For all the attention on the deal, however, the DoubleClick buy is likely to have little impact on Google and the ad industry in the short term. For one thing, DoubleClick's revenues, believed to be under $200 million a year, won't add much to Google's expected $16 billion in sales this year. That may be why Google's stock rose a relatively modest 6%, to $439.84 a share, still far below its high of $747.24 last November. And most of that gain arguably was driven by a strong day in the stock market, where the Nasdaq composite index rose nearly 4%. "It's still a very small piece of Google," says Clay Moran, an analyst at Stanford Group.

Indeed, many ad experts think it could take Google years to leverage DoubleClick's technology and relationships with advertisers and publishers into a formidable position in display ads. Google is believed to be less interested in DoubleClick's main ad-placement business than its staff of ad experts and thousands of clients that use DoubleClick tools. "By no means does this turn them into a guaranteed powerhouse," says Kevin Lee, executive chairman of search-marketing firm Didit. "But it does put in place a foundation that may give them a huge leg up in creating the next generation of Internet advertising."

Privacy Concerns

The biggest uncertainty—for advertisers, publishers, consumers, and Google—is how much and how well Google will tap DoubleClick's data on Internet users to target ads with the kind of precision that has made Google's search ads so lucrative. Unlike search ads, which are targeted based on what people are searching for—often products they're looking to buy—the placement of display ads has been relatively untargeted, more like traditional brand ads on TV and in print.

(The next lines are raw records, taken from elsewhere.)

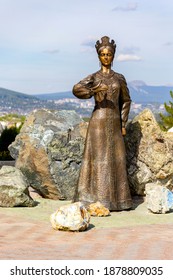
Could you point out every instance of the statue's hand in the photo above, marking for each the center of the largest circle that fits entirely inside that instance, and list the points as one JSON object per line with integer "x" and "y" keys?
{"x": 123, "y": 130}
{"x": 99, "y": 88}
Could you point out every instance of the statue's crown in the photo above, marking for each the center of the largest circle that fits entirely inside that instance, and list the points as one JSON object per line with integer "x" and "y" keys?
{"x": 105, "y": 43}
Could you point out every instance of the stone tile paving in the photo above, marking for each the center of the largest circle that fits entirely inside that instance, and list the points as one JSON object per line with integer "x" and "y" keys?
{"x": 26, "y": 233}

But new technologies and data-collection techniques have been developed to target display ads at Web users based on who they are and what they're doing as they surf the Web. That prospect is what frightens privacy advocates—and what has kept advertisers and publishers from targeting display ads more aggressively. So far, Google hasn't engaged in this so-called behavioral targeting, which shows ads to people based on what they do on Web sites. In fact, Google has said it has no plans to mix DoubleClick user data, which it says is the property of DoubleClick's clients, with the search and other user data it already collects. So it's unclear at this point how much benefit Google will derive from that data.

Still, some analysts are assuming that Google will crunch at least some of DoubleClick's data with the information it collects from its search, e-mail, and other services so it can target display ads more effectively. That would let Google command higher ad rates. "Google will now have behavioral data from search, e-mail, video, and Web usage on network sites," JPMorgan (JPM) analysts wrote in a report after the deal closed. "We believe this will allow the company to provide much better ad-targeting, leading to increased [ad-placement rates] on DoubleClick sites."

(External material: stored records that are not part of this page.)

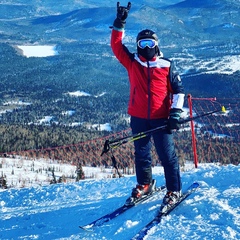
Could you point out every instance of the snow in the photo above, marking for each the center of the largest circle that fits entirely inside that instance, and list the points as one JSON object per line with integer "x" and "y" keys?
{"x": 55, "y": 211}
{"x": 38, "y": 50}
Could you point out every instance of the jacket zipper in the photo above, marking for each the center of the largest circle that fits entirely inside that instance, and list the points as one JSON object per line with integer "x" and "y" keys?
{"x": 149, "y": 92}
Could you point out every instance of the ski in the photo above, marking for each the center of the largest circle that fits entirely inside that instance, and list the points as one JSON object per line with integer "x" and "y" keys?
{"x": 144, "y": 231}
{"x": 100, "y": 221}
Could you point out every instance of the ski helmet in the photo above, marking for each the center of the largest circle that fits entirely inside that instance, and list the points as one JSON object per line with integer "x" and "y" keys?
{"x": 148, "y": 53}
{"x": 147, "y": 34}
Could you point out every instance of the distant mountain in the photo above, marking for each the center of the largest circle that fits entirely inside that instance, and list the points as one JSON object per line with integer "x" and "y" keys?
{"x": 202, "y": 37}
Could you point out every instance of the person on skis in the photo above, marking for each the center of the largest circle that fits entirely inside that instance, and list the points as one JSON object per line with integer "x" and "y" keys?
{"x": 156, "y": 99}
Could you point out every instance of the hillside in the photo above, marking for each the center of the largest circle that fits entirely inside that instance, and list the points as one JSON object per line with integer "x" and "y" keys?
{"x": 56, "y": 211}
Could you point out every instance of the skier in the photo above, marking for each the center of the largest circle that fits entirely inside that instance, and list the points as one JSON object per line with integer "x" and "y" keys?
{"x": 156, "y": 99}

Privacy advocates are continuing to lobby U.S. and European regulators to consider such data collection and usage in antitrust proceedings—or at least to place limits on what may be collected and how it may be used. "We have to change antitrust policy to have a particular sensitivity to data collection," says Jeffrey Chester, executive director of the Center for Digital Democracy in Washington. For now, though, Google is free to explore the wider world of online advertising.